Bereits vor einigen Jahren hat Trixi Bannert den eigenen Blog gestartet. Mit den Änderungen im vergangenen Jahr kam nun der Plan, auch diesen deutlich auszuweiten. Bei Reisen durch Weinländer können beispielsweise kurzfristig Videos über den YouTube Channel verbreitet werden. Auch Impressionen über Weingüter, besondere Weinverkostungen, Landschaften, Weinberge und Weinkellereien können auf diese Art veröffentlicht werden und den Kundenkreis erreichen. Kurze Videos oder Bilder mit begleitenden Texten ermöglichen ein eindrucksvolles Bild hinter die Kulissen der Weinwelt.

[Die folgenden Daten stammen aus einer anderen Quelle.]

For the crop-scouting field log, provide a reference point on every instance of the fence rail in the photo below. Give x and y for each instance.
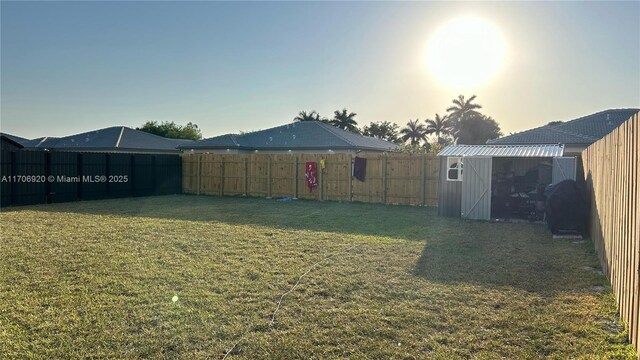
(39, 177)
(612, 172)
(390, 178)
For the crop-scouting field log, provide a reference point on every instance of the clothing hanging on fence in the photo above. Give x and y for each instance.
(359, 168)
(310, 172)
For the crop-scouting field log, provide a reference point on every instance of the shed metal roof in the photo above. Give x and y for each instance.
(543, 150)
(581, 131)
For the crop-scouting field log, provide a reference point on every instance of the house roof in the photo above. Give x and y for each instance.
(582, 131)
(541, 150)
(297, 135)
(108, 139)
(15, 140)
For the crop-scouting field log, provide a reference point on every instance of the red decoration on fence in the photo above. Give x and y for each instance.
(311, 173)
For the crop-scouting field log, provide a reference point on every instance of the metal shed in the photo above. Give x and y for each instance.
(472, 177)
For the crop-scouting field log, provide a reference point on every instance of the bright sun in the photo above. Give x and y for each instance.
(465, 52)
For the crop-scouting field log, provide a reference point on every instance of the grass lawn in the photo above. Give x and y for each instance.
(99, 279)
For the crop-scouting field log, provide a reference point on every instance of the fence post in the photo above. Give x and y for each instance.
(133, 170)
(154, 182)
(47, 170)
(268, 176)
(199, 173)
(321, 180)
(221, 175)
(350, 170)
(246, 180)
(79, 172)
(107, 162)
(12, 168)
(384, 178)
(423, 176)
(295, 176)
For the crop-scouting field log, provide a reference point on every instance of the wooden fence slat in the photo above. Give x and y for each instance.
(612, 170)
(391, 178)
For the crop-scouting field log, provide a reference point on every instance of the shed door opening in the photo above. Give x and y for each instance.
(476, 188)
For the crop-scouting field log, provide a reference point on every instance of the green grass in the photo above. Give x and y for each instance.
(97, 279)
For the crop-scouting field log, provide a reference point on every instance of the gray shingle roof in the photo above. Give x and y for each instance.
(582, 131)
(114, 138)
(297, 135)
(16, 139)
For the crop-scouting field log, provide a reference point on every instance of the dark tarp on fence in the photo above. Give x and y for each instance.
(38, 177)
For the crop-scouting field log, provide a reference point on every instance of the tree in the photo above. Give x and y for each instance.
(172, 130)
(439, 126)
(413, 149)
(461, 110)
(344, 120)
(382, 130)
(414, 132)
(311, 116)
(477, 130)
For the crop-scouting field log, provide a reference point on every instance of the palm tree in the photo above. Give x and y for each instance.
(345, 121)
(304, 116)
(439, 126)
(462, 109)
(414, 131)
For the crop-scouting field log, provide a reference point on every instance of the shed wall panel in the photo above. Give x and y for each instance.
(450, 193)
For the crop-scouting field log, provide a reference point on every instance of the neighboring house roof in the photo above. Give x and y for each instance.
(582, 131)
(13, 138)
(540, 150)
(108, 139)
(17, 141)
(297, 135)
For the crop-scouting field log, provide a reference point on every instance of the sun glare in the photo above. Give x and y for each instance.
(465, 52)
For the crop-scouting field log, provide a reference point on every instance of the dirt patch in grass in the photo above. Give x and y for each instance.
(100, 279)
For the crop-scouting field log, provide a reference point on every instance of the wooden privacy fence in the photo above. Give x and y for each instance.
(390, 178)
(612, 172)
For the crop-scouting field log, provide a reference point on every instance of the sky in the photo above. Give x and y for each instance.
(70, 67)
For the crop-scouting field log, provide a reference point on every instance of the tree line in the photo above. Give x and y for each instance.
(463, 123)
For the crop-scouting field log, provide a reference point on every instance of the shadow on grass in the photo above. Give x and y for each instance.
(405, 222)
(523, 256)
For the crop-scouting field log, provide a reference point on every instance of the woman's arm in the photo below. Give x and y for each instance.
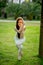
(18, 30)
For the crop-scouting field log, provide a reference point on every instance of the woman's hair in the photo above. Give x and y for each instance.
(19, 18)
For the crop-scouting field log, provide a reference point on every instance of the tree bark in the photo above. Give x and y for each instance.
(41, 36)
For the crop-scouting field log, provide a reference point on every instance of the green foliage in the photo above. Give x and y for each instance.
(26, 9)
(8, 50)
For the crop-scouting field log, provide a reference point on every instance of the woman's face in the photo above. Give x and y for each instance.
(20, 22)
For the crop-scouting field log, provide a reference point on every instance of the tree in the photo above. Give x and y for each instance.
(3, 4)
(41, 36)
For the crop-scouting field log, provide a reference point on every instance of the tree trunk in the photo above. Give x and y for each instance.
(41, 36)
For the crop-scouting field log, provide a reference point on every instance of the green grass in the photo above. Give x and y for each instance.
(8, 50)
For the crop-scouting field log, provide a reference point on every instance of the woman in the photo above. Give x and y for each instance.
(19, 39)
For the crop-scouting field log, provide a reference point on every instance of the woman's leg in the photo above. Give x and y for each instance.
(19, 51)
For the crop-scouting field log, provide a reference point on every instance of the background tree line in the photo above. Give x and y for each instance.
(28, 10)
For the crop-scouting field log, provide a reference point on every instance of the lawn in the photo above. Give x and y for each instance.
(8, 50)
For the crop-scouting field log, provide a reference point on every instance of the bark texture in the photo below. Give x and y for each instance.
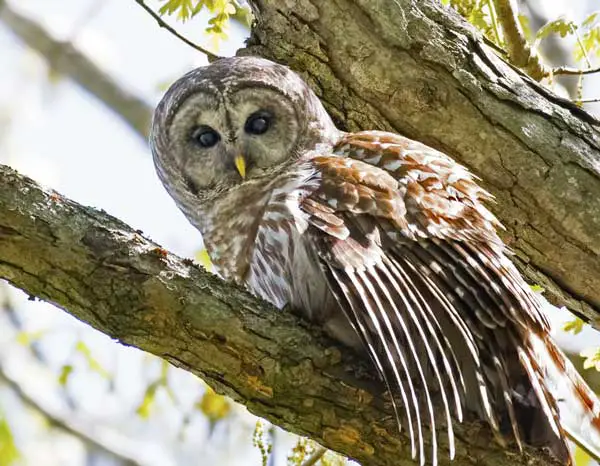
(400, 65)
(111, 277)
(417, 68)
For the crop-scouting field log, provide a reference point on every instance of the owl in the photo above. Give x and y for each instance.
(383, 242)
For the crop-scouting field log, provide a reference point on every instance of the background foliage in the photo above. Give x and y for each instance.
(66, 389)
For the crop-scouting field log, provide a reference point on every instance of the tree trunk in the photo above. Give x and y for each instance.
(416, 67)
(411, 67)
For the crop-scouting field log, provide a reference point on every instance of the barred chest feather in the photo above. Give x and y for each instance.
(264, 249)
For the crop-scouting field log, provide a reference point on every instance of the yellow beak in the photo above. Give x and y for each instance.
(240, 164)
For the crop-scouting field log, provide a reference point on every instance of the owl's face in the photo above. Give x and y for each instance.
(234, 121)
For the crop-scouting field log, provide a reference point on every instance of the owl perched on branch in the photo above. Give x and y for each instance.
(381, 240)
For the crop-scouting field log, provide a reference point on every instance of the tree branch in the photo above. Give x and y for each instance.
(66, 59)
(519, 51)
(108, 275)
(418, 69)
(211, 56)
(537, 152)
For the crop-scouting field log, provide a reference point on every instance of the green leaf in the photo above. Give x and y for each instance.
(575, 326)
(591, 19)
(592, 358)
(9, 453)
(214, 406)
(559, 26)
(92, 362)
(65, 372)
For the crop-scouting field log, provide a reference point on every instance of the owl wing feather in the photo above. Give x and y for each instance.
(412, 256)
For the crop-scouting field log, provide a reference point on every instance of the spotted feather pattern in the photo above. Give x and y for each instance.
(412, 257)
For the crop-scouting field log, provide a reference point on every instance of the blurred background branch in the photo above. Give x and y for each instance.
(66, 59)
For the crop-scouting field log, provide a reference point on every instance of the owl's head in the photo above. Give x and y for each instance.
(236, 120)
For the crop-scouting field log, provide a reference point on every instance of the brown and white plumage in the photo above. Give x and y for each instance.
(382, 240)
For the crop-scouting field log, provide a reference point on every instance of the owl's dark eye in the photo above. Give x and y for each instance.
(258, 123)
(205, 136)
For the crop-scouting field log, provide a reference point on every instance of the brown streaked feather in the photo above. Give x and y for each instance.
(426, 276)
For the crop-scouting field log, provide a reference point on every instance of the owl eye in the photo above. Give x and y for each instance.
(258, 123)
(205, 136)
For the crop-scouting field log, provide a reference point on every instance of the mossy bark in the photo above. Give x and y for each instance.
(416, 67)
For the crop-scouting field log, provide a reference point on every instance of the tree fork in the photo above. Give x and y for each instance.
(419, 69)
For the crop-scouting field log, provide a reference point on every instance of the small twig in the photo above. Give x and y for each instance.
(316, 456)
(494, 21)
(568, 71)
(211, 56)
(519, 51)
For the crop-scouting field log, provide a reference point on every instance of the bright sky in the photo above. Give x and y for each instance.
(62, 137)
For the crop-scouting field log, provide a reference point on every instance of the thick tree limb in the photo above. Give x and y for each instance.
(415, 68)
(108, 275)
(66, 59)
(419, 69)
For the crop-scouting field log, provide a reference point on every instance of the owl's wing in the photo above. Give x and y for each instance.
(412, 256)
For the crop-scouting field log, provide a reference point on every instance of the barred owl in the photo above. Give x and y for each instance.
(382, 241)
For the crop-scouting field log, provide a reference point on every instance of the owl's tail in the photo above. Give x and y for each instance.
(578, 406)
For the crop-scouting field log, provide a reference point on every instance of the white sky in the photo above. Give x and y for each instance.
(62, 137)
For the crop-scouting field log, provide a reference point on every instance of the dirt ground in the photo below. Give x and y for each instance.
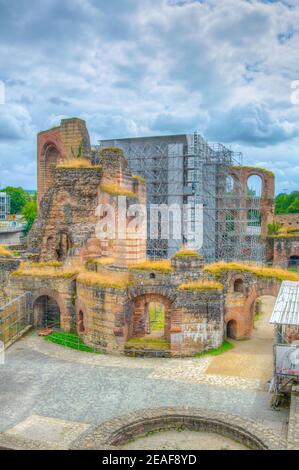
(251, 358)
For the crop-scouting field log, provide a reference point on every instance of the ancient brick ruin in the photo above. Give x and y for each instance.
(104, 289)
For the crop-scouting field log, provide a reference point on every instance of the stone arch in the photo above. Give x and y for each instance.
(114, 433)
(241, 310)
(239, 285)
(255, 185)
(139, 320)
(63, 245)
(231, 329)
(38, 308)
(50, 157)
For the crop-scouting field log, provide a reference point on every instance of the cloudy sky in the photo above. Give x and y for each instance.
(147, 67)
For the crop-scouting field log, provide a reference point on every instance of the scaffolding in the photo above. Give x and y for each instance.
(188, 171)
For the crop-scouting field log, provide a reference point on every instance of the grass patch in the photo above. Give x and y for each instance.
(268, 172)
(262, 272)
(44, 271)
(76, 163)
(185, 252)
(70, 340)
(5, 252)
(163, 266)
(105, 279)
(201, 286)
(139, 178)
(116, 190)
(147, 342)
(225, 346)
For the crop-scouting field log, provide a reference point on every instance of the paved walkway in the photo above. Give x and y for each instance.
(41, 379)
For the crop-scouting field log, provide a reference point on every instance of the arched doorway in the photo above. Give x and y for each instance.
(231, 329)
(293, 261)
(46, 312)
(261, 314)
(63, 247)
(156, 319)
(150, 317)
(51, 157)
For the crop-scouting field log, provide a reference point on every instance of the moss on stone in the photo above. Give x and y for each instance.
(270, 173)
(116, 190)
(105, 279)
(201, 285)
(163, 266)
(259, 271)
(5, 252)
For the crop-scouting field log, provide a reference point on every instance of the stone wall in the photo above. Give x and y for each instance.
(57, 144)
(7, 266)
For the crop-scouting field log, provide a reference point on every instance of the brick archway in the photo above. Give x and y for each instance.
(239, 307)
(38, 308)
(139, 319)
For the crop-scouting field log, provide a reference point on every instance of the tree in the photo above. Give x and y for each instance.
(29, 212)
(18, 198)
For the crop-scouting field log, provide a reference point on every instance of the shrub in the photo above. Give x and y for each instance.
(5, 252)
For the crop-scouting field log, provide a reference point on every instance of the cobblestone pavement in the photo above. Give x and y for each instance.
(40, 378)
(47, 380)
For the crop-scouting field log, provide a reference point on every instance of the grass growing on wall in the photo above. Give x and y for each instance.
(163, 266)
(44, 271)
(147, 342)
(186, 252)
(259, 271)
(70, 340)
(225, 346)
(201, 286)
(75, 163)
(105, 279)
(116, 190)
(5, 252)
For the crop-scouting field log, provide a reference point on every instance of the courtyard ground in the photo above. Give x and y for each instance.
(45, 386)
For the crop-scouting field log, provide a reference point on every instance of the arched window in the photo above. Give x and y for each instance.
(239, 286)
(254, 186)
(253, 222)
(230, 221)
(229, 185)
(231, 329)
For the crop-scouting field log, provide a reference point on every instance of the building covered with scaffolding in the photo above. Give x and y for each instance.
(187, 171)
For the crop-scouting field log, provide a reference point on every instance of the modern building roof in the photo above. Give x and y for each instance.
(286, 309)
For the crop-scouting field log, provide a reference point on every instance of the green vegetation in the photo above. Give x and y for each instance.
(201, 286)
(287, 203)
(105, 279)
(274, 228)
(70, 340)
(187, 252)
(18, 198)
(263, 272)
(5, 252)
(116, 190)
(147, 342)
(139, 178)
(163, 266)
(29, 212)
(255, 168)
(226, 346)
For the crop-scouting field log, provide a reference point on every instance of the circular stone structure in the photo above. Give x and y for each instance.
(114, 434)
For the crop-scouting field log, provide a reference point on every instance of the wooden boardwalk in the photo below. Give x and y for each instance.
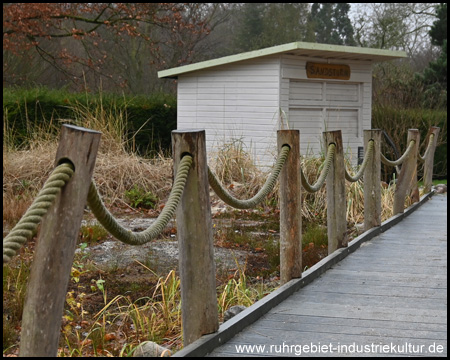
(389, 298)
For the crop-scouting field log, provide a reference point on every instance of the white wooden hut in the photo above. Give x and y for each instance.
(247, 97)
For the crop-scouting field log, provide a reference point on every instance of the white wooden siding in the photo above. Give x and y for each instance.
(233, 103)
(248, 101)
(317, 105)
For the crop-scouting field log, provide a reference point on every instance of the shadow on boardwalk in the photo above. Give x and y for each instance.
(389, 298)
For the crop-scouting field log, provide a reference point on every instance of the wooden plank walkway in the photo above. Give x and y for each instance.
(389, 298)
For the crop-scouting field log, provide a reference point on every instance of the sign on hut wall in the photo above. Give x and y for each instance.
(327, 71)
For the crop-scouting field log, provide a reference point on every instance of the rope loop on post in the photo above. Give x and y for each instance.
(127, 236)
(323, 174)
(401, 159)
(26, 228)
(360, 172)
(268, 186)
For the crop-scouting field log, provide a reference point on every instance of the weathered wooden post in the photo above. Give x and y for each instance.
(429, 159)
(199, 311)
(336, 203)
(290, 208)
(408, 173)
(56, 244)
(372, 181)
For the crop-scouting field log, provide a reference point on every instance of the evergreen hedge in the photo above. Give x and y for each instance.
(149, 120)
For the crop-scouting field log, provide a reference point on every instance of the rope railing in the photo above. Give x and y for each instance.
(132, 238)
(189, 197)
(400, 160)
(323, 174)
(268, 186)
(362, 168)
(27, 226)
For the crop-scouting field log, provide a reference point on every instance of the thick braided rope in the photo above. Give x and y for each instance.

Sprecherin Grüner Wirtschaftsdialog NRW
Im April 2020 wurde Trixi Bannert nach einer ihrer virtuellen Weinproben von einem Bundestagsmitglied der Grünen angesprochen und zu einem virtuellen Interview gebeten. Hier sollte Bannert einem großen Publikum ihre eigenen vielfältigen Erfahrungen mit ihrem digitalen Erfolgskonzept vorstellen. Ihre Idee und die Umsetzung ihres Geschäftsmodells kamen dabei so gut an, dass sie gebeten wurde, Sprecherin und Vorsitzende des neu zu gründenden „Grünen Wirtschaftsdialogs NRW“ zu werden.
Fazit
Trixi Bannerts klares Fazit aus den hier aufgeführten Beispielen ist: Corona ist ein furchtbares Übel, das wir uns gerne erspart hätten. Aber Bannert hat mit der Krise einen komplett neuen Arbeitsalltag gefunden, sich neue Formate aufgebaut, mit denen sie und ihr Weinhandel die Krise gut meistern und überstehen können. Bannert ist es klar, dass die zunehmende Digitalisierung eine Chance und einen neuen Weg darstellt, der die gesamte Welt kleiner werden lässt, man kann sie erleben, und dabei an ein und demselben Ort verbleiben. Als neugierige und emphatische Frau, die mit dem Motto agiert „Ich verbinde Menschen“, ist es für Trixi Bannert allerdings klar, dass die virtuelle Welt die echte nicht ersetzen kann und es schön sein wird, sich wieder natürlich und physisch mit Leuten treffen zu können.